Boris observaba aquella cabeza erguida, el cuello que había enderezado, los ojos que centelleaban en la oscuridad, y se quedó meditando sobre la vitalidad que encerraba esa furia que ella derramaba, lo mismo que su desesperación.
– Pues sí -dijo finalmente-, es difícil cuando los demás creen que uno no es completamente normal.
– No me importa -dijo ella mirando hacia lo lejos- que lo piensen. Así ha sido siempre, pero ahora algo está cambiando, porque resulta un poco difícil creer que veintitantas mujeres hayan enloquecido a la vez, y eso es lo que ha cambiado el panorama. Al final conseguiremos que muestren los papeles de la investigación y se verán obligados a decir la verdad a todos, a entregar a los padres los informes completos de las investigaciones de esos accidentes, y esto no es más que el principio. De cualquier manera, que yo estoy loca ya es cosa sabida, igual que Yánkele, mi marido, que quiere evadirse de todo este asunto.
– ¿Qué quiere decir eso? -le preguntó Boris-. ¿Cómo que evadirse?
– No responsabilizarse, no sentirse garante, porque así es como lo expresamos nosotros, que todos los israelíes somos garantes los unos de los otros, es decir, que cada uno responde por el otro, ¿sabías que todos los israelíes eran garantes de su prójimo? Pues resulta que ahora ya no.
– ¿Y eso viene de la Biblia?
– No lo sé, creo que está en el Talmud, pero no estoy muy segura; el caso es que él no quiere implicarse, prefiere permanecer al margen. Ama demasiado a su país, le falta valor y, además, le da vergüenza. Si yo no abandono mi postura, seguiremos viviendo separados, como ahora.
– ¿Y vas a abandonar? -preguntó con prudencia.
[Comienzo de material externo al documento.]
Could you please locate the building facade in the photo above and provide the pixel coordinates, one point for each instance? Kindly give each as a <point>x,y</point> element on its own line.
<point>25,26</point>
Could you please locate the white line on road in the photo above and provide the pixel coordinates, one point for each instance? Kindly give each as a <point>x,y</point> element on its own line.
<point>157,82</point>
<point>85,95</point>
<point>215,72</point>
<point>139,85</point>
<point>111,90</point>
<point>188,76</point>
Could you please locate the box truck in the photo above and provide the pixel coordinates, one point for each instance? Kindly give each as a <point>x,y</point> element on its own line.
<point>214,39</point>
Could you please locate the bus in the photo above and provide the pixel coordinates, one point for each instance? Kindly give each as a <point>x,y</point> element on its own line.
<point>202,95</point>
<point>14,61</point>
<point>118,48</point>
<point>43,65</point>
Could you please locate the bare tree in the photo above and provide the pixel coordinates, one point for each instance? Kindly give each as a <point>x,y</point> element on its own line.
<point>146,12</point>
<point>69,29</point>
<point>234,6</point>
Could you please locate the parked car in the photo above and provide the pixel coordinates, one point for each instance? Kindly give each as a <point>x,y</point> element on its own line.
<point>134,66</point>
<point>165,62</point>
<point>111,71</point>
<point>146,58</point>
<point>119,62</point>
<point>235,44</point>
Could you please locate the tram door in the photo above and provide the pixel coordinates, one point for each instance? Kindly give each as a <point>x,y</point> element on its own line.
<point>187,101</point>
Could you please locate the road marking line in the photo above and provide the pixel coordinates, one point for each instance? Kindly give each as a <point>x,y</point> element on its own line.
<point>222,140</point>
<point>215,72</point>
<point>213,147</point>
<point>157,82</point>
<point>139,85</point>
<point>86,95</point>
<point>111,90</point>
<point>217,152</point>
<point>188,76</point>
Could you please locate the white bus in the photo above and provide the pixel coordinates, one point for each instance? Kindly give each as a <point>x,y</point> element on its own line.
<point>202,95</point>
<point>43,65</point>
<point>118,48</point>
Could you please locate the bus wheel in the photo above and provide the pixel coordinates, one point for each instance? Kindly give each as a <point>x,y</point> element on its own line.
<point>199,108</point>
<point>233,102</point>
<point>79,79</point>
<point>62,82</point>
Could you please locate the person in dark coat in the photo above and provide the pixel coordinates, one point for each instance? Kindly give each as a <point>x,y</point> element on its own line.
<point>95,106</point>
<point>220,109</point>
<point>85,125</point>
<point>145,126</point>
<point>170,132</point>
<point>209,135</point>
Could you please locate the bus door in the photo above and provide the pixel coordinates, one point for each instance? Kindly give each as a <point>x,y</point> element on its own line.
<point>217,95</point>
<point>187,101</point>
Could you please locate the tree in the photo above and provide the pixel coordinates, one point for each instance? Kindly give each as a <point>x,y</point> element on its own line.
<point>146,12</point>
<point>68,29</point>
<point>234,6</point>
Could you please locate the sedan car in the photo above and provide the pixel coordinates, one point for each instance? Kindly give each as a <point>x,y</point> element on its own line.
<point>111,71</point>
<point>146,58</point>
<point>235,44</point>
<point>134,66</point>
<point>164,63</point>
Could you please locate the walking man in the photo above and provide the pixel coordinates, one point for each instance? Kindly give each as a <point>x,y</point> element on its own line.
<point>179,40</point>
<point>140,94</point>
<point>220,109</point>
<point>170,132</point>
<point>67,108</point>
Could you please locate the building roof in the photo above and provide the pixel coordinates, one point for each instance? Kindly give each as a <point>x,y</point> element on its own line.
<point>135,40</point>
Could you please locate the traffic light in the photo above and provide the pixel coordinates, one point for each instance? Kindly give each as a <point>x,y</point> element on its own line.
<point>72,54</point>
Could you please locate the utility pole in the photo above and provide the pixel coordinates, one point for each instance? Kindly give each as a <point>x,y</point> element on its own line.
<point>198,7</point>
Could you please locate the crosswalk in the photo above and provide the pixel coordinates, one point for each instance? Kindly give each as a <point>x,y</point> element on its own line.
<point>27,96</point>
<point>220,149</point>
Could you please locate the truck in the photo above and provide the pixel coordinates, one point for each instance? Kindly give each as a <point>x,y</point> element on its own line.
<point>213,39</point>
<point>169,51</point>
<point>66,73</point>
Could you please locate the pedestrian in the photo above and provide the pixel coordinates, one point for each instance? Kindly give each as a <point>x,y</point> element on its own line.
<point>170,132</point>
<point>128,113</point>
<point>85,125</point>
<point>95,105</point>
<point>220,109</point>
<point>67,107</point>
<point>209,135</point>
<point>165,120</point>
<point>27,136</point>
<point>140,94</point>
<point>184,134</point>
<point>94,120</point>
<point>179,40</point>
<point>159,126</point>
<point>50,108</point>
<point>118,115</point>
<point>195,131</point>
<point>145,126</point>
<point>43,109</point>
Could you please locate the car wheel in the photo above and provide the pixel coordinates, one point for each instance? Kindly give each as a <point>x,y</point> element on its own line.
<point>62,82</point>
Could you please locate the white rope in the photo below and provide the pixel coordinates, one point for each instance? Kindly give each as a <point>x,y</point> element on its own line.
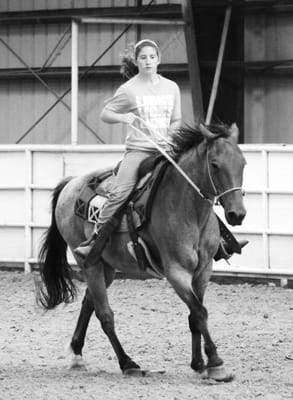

– No puedo -dijo ella, abriendo los brazos-. ¿Cómo voy a poder? ¿Y qué? ¿Vivir como si aquí no hubiera pasado nada? ¿Seguir con mi trabajo? ¿Recolectar caquis? ¿Regar el jardín? ¿Hacer un pastel? ¿Criar a los nietos? ¿Vivir tranquilamente? Yo ya no puedo estar tranquila, calmada, ni siquiera de duelo, no existe camino de vuelta desde el lugar en el que yo me encuentro.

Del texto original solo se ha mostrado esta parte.